К счастью, теперь я уже мог, хотя и частично, ответить Константину Эдуардовичу. Вопрос о публикации автобиографии ученого решился благоприятно.
Меня познакомили с писательницей Анной Александровной Караваевой. В то время она была главным редактором журнала «Молодая гвардия». Живая, интересующаяся буквально всем, Караваева стала расспрашивать меня о работе Стратосферного комитета, и по ходу беседы я рассказал Анне Александровне о том, что вот уже месяца два имею на руках рукопись автобиографии Циолковского и никто ее не хочет печатать.
Караваева спросила:
— Интересно?
— Это очень важный человеческий документ о том, как тяжело и трудно было человеку-новатору, изобретателю в условиях царского строя.
— Пришлите срочно. Мы с Марком Колосовым почитаем.
Заместитель редактора «Молодой гвардии», писатель Марк Колосов позвонил мне дня через три-четыре.
— Берем автобиографию. Будем печатать в июльском или августовском номере. А вы напишите к ней краткое предисловие. Ну, вы сообразите сами, о чем. Главное — не забудьте отметить, что лишь в советском обществе Циолковский получил признание, что у него появились последователи и т. д. Договорились?
Об этой договоренности я и написал Константину Эдуардовичу. А на вопрос об издании трудов… Что я мог ему написать, кроме того, что идут переговоры с издательствами?
Весной Циолковскому стало совсем худо. Знакомые калужане сообщили мне, что дни его сочтены. И все же он продолжал работать!
Вот тогда-то я и поехал к нему в третий раз, но, как сказано выше, лишь увидел его в постели, не поговорил с ним.
В июле он прислал в Стратосферный комитет проспект труда «Основы построения газовых машин, моторов и летательных приборов», видимо обобщавшего те работы, проспект которых присылал ранее.
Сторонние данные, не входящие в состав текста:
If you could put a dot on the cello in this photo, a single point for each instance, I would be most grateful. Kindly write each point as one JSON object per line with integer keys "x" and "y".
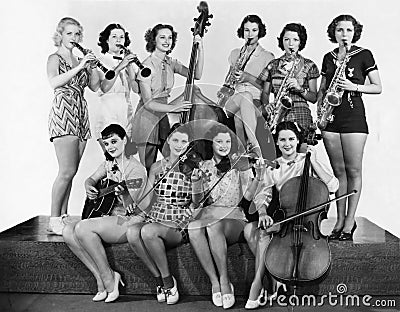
{"x": 299, "y": 254}
{"x": 204, "y": 111}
А затем я получил от него статью «Авиация, воздухоплавание и ракетоплавание в XX веке».
Насколько мне известно, это была последняя работа Константина Эдуардовича.
Поражает прозрение будущего развития техники в этой вдохновенной статье. В то время самолеты достигали скоростей в триста — четыреста километров и высоты десять — двенадцать. И только еще первые ракеты поднимались всего лишь на немногие километры. Ракеты небольшие и примитивные.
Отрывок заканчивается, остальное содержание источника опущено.